| Bar Bulletin |
August,
2003 |
| MSBA News |
|
Maryland Consumers
Can't Sue Against Junk Fax - Yet
By Eric H. Singer
The federal Telephone
Consumer Protection Act (“TCPA”) aims to protect consumers’ privacy by
among other things prohibiting unsolicited, prerecorded telephone sales
pitches and the sending of “junk faxes.” To facilitate enforcement, the
TCPA allows Maryland consumers (just like consumers from all states) to
sue for TCPA violations in Maryland state court – “if otherwise permitted”
by Maryland law. Although Maryland consumers’ right to sue is assured when
they receive prohibited pre-recorded telephone solicitations, their right
to sue over junk faxes is now in doubt as a result of the Court of Special
Appeals’ decision this past January in R.A. Ponte
Architects v. Investor’s Alert, Inc.
In Ponte, an
architectural firm received unsolicited faxes from an investment
newsletter pushing the purchase of stock in various corporations. The firm
sued the solicitor in Montgomery County Circuit Court for violating the
TCPA’s ban on using a fax machine to send unsolicited advertising to
another fax machine.
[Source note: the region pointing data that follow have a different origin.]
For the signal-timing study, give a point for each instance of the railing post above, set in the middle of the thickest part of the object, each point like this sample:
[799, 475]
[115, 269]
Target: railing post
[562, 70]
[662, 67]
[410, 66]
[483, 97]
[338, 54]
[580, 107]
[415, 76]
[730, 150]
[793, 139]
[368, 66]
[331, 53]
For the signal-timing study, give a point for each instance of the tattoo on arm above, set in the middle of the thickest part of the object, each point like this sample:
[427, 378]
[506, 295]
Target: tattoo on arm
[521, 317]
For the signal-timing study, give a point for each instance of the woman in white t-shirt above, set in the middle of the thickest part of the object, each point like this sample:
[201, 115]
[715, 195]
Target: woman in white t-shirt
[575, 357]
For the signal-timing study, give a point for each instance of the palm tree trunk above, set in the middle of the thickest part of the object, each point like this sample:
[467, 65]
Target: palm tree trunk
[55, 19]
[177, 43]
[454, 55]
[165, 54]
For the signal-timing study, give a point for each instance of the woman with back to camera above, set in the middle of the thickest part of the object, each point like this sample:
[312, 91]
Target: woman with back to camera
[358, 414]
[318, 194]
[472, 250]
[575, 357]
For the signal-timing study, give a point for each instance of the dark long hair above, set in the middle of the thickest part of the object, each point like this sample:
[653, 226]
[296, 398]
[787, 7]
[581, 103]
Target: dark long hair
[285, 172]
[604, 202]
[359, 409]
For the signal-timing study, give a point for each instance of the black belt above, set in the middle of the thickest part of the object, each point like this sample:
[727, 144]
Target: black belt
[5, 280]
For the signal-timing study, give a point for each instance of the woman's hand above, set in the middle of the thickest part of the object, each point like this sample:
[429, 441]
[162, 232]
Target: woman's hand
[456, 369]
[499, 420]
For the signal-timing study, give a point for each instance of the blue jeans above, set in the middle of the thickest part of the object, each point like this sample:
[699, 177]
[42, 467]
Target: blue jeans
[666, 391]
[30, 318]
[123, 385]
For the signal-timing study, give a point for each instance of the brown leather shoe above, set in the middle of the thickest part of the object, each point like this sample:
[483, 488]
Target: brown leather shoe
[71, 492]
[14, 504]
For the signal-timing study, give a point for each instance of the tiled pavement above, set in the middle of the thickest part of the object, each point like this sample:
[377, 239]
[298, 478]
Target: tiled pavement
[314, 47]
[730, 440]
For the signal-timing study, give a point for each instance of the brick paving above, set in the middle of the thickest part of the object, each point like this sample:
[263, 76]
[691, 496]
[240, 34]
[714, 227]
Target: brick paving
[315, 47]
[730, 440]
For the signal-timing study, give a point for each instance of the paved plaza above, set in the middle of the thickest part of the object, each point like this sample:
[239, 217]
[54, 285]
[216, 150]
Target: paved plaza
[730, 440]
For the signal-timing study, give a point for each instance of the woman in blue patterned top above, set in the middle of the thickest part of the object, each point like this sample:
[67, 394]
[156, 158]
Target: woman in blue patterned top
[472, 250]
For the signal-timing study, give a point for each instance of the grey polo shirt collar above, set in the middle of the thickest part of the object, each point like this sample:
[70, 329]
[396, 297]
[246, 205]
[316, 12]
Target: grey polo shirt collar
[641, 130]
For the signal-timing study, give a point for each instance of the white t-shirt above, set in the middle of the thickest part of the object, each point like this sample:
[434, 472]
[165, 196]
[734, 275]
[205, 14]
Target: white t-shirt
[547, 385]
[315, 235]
The Circuit Court dismissed for lack of subject
matter jurisdiction, and the Court of Special Appeals affirmed, ruling
that Maryland law does not “otherwise permit” a consumer to sue
against junk fax in state court under the TCPA. The Court noted that Title
14-1313 of Maryland’s Commercial Law Article also prohibits a person from
intentionally making an electronic or telephonic transmission to another’s
fax machine to make a commercial solicitation. However, under CL §14-1313,
only Maryland’s attorney general, not an individual consumer, can bring an
action for a violation. “By opting not to create a private right of action
for violation of Maryland law, the [Maryland] legislature has indicated
its intent not to permit a private right of action for violation of the
comparable federal law,” the Court of Special Appeals stated.
For purpose of its
decision, the Court read the TCPA’s “if otherwise permitted” language as
the great majority of courts have. That phrase did not mean that for a
consumer to be able to bring suit under the TCPA in Maryland state court,
the Maryland legislature had to pass explicit legislation “permitting” or
consenting to the TCPA’s grant of jurisdiction. Rather, a consumer’s
private right of action was presumed unless Maryland had “opted-out,” or
affirmatively declined, the TCPA’s grant of jurisdiction. For three
reasons, the Court decided that “opting out” was what Maryland’s General
Assembly intended.
First, for a panoply of
Maryland’s own consumer protection laws, the legislature created a private
right to sue; notably, however, it failed to do so for the ban on
unsolicited facsimile transmissions in CL §14-1313. Second, four times
since CL §14-1313 was enacted in 1989 have bills come before the
legislature that might have reasonably prompted it, in the Court’s view,
to amend the omission (it did not do so). Third, given that the
legislature prohibited Maryland consumers from suing for violations of
Maryland’s own unsolicited facsimile transmission law, it would make no
sense to allow them a private right of action in state court for
violations of the comparable junk fax prohibition in the TCPA.
This past May, the
Court of Appeals granted certiorari in Ponte – and with good
reason, because the conclusion that the General Assembly has actually
demonstrated its intent to opt out of the TCPA’s grant of jurisdiction
will strike many as a stretch. The General Assembly passed CL §14-1313 in
1989 – two years before the TCPA was passed, so obviously it did not draft
CL §14-1313 with the TCPA’s private right of action in mind. Moreover,
since 1989, not one of the four bills noted by the Court of Special
Appeals squarely proposed enacting a private cause of action against
unsolicited facsimile transmissions, so one cannot say with confidence
that the General Assembly has ever “reaffirmed” its 1989 choice through
inaction. Indeed, as the Court of Special Appeals itself acknowledged, the
General Assembly has never voiced its rejection of private actions under
the TCPA for the last 13 years. During that time, it is presumed to have
been aware of the TCPA and aware of the almost unanimous view among other
jurisdictions that private actions may be brought in state court unless
affirmatively barred by state law.
As for the anomaly that
the Court of Special Appeals thought would be created if Maryland
consumers could sue for junk fax violations of the TCPA but not sue for
violations of CL 14-1313: the fact is that the TCPA, a federal law, covers
interstate junk faxes that reach Maryland consumers; Maryland’s law
does not have this reach. The TCPA would allow Maryland consumers to sue
to enjoin such violations or to recover damages, or both. It is not clear
that the legislature would find this result unacceptably anomalous.
Will Maryland consumers
be able to sue in state court to block the transmission of prohibited junk
faxes? The Court of Appeals will have the last word this term.